Pat Caldwell’s popular service returns
Friday on a redone Web site


By Helen Altonn
haltonn@starbulletin.com

Hundreds of e-mails, letters and calls protesting the Oct. 30 shutdown of meteorologist Pat Caldwell's online surf forecasts resulted in quick action to establish a new Web page.

The first revamped surf report will be issued at 2 p.m. Friday in a collaboration between the National Weather Service and National Coastal Data Development Center.

Caldwell, regional liaison for the NCDDC, will work at the Honolulu Forecast Office for several weeks while launching the Web site. Three reports will be presented daily Monday through Friday, an abbreviated one at 8 a.m. and more complete reports at 2 and 6 p.m. It eventually will be expanded to weekends and include the neighbor islands.

Whether the "improved, standardized Surf Zone Forecast" will satisfy the many fans of Caldwell's previous surf reports on the NCDDC Web site remains to be seen.

"I'm glad to hear it's coming online because it is really missed," said surfer Jeffrey Overton. But he said he would have to see it before commenting on it further.

He said Caldwell's earlier surf reports were invaluable. "His guidance on North Shore surf conditions most definitely helped to save my life," Overton said, explaining he would stay home if the surf was too big.

With the new Web site, he said, "They have to work it out so it's done in simple, understandable format. I'm sure if Pat is involved and the North Shore lifeguards are involved in the formation of it, I think it'll come out fine."

Surfers at a news conference on the new Web page yesterday at the Honolulu Forecast Office seemed confused by the technical format. A general forecast will be offered but nothing specific for a particular beach.

Information will be presented on the open-ocean swell, the dominant direction, the wave period from crest to crest in seconds and the shoaling factor. Viewers will have to do some math to figure out the height of the breakers.

"If someone wants to use different values or scales, the data is there," said Jim Weyman, meteorologist-in-charge, Honolulu Forecast Office.

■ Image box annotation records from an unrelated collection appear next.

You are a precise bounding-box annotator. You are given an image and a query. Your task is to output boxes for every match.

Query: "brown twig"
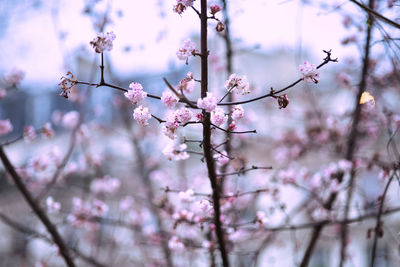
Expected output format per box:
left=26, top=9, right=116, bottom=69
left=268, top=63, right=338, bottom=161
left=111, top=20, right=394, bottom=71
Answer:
left=0, top=146, right=75, bottom=267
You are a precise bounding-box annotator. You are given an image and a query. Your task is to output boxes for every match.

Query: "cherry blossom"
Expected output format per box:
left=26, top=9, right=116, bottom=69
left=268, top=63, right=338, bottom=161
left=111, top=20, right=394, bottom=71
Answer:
left=168, top=236, right=185, bottom=251
left=162, top=113, right=179, bottom=140
left=161, top=91, right=179, bottom=108
left=214, top=150, right=229, bottom=166
left=231, top=105, right=244, bottom=121
left=133, top=105, right=151, bottom=126
left=178, top=189, right=194, bottom=203
left=90, top=32, right=116, bottom=53
left=0, top=88, right=7, bottom=99
left=0, top=119, right=13, bottom=136
left=177, top=72, right=195, bottom=94
left=162, top=142, right=189, bottom=161
left=176, top=39, right=196, bottom=64
left=211, top=108, right=228, bottom=126
left=175, top=107, right=193, bottom=123
left=46, top=196, right=61, bottom=213
left=225, top=73, right=250, bottom=95
left=197, top=92, right=217, bottom=112
left=256, top=211, right=269, bottom=226
left=124, top=83, right=147, bottom=105
left=299, top=61, right=319, bottom=83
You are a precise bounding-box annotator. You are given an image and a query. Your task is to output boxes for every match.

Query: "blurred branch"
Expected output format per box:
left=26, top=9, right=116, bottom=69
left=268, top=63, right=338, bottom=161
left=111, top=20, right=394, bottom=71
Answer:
left=0, top=213, right=105, bottom=267
left=0, top=146, right=75, bottom=267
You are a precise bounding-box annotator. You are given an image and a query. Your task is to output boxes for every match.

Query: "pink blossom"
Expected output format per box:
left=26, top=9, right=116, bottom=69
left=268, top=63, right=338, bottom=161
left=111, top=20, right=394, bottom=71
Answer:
left=61, top=110, right=80, bottom=130
left=299, top=61, right=319, bottom=83
left=210, top=5, right=221, bottom=15
left=133, top=106, right=151, bottom=126
left=124, top=83, right=147, bottom=105
left=0, top=119, right=14, bottom=136
left=176, top=39, right=196, bottom=64
left=256, top=211, right=269, bottom=226
left=162, top=113, right=179, bottom=140
left=231, top=105, right=244, bottom=121
left=225, top=73, right=250, bottom=95
left=161, top=91, right=179, bottom=108
left=197, top=92, right=217, bottom=112
left=24, top=125, right=37, bottom=142
left=119, top=196, right=134, bottom=211
left=46, top=197, right=61, bottom=213
left=4, top=68, right=25, bottom=85
left=162, top=142, right=189, bottom=161
left=178, top=72, right=195, bottom=94
left=178, top=189, right=194, bottom=203
left=0, top=88, right=7, bottom=99
left=214, top=150, right=229, bottom=166
left=175, top=107, right=193, bottom=123
left=168, top=236, right=185, bottom=251
left=42, top=122, right=54, bottom=138
left=211, top=108, right=228, bottom=126
left=90, top=32, right=116, bottom=53
left=172, top=0, right=195, bottom=15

What surfers will not find will be local or traditional surf values measuring the surf height from the back of the wave. Forecasters and ocean specialists say those heights underestimate the waves' height and threaten public safety.

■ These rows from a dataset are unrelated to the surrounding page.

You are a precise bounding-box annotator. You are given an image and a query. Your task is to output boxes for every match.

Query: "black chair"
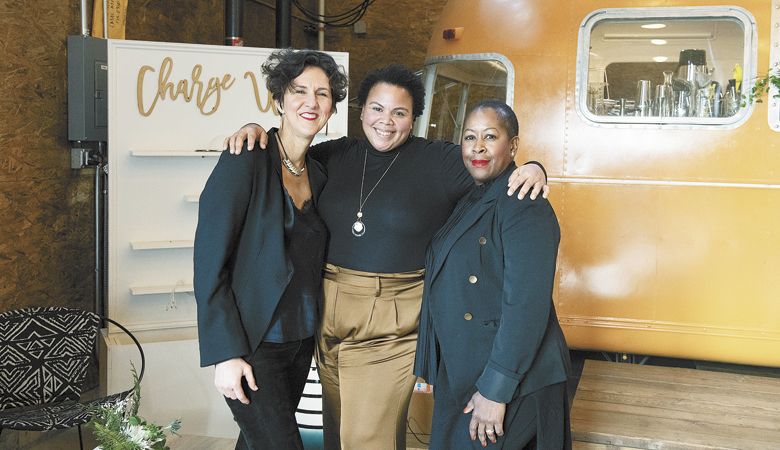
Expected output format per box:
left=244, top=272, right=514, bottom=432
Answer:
left=0, top=307, right=146, bottom=450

Surf is the leading weather-related killer in Hawaii, Weyman noted, stressing that public safety is the major mission of the NOAA agencies. He said the open-ocean swell height, measured from trough to crest, "is approximately the local surfer scale previously used by Pat for the North Shore."

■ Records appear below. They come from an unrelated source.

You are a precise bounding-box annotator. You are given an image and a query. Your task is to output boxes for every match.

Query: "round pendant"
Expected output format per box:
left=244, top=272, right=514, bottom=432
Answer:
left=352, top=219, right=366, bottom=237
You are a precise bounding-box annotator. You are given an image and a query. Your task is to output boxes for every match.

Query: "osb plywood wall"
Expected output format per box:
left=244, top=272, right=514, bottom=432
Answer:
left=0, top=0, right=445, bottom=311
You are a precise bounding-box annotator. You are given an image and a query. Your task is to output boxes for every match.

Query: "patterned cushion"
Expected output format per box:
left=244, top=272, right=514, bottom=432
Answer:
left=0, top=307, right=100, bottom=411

But the weather service has been trying since April 2001 to standardize observations and high-surf forecasts based on the face, or front, of waves as the "true height."

Caldwell had tables of both surf values on his Web site. The weather service felt that was conflicting and confusing and asked NCDDC, an affiliate in the National Oceanic and Atmospheric Administration, to remove it.

After a barrage of complaints from surfers, photographers, ocean safety, fire, police, diving, fishing, commercial and tourist interests and others who used the site, the NOAA agencies worked out a new Web page with surf forecasts. University of Hawaii and water safety officials met with them, and a technical advisory committee was formed.

"We listened," said Weyman, explaining the group tried to accommodate requests of all interests as much as possible. He said Caldwell's discussions of ocean and weather conditions were such a big hit on his earlier site that they will be continued.

Caldwell, a surfer and marine meteorologist who has been making surf forecasts for 25 years, said he was flattered by the overwhelming response to the cancellation of his surf forecasts last week.

He said the new Web site will use the best scientific data to present an objective forecast and make it as educational as possible. Reports from coastal users and a buoy three miles off Waimea are critical to providing and verifying information, he said.

Surfers who rely on wave data from the North Shore buoy asked why there is not one on the South Shore. UH meteorology Chairman Tom Schroeder, head of the Joint Institute of Marine and Atmospheric Research, said he intends to do something about that.


The new site is at www.prh.noaa.gov/hnl/pages/marine.html.